Every day she walks around 300 steps to her plot at the Good Samaritan Society. It’s where she’s become well-known for her fetching foliage.
“I have said before, people don’t know my face sometimes but they do know my butt because I’m bent over most of the time,” Tlustos said.
She says residents and strangers alike often stop by to admire her hobby.
“I may not know their names but we have had interesting conversations,” Tlustos said.
“We have a beautiful trail, and to be able to stop here we have a bench where people can sit… and enjoy the flowers and they can smell them,” Nearman said.
While we’re in the season where flowers are dying, Tlustos finds new life in her hobby.
“I grow things that I pick and dry for my, quote, art, unquote,” Tlustos said.
“She dries her flowers and puts them into art-form and brings them to the lodge and shares them in the… common areas for other residents to enjoy,” Nearman said.
Even when indoors Nearman says residents often stop by to see what new project Tlustos has created. For those who don’t leave their rooms, Tlustos often takes the extra steps to brighten their day.

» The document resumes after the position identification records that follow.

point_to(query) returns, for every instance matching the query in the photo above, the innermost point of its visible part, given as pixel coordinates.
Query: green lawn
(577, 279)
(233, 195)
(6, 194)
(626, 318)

“And sometimes pieces that have been around I give them to my friends on ‘permanent loan,'” Tlustos said.
“Hobbies keep people busy. It keeps their mind going. They’re good for their mind, body, and soul,” Nearman said.
Proving that, over time, joy can really grow on you.
“You can’t spell Joyce without ‘Joy,'” Nearman said.
Now that things are cooling down, Joyce will turn most of her attention to making more art projects for the Good Samaritan Society and its residents.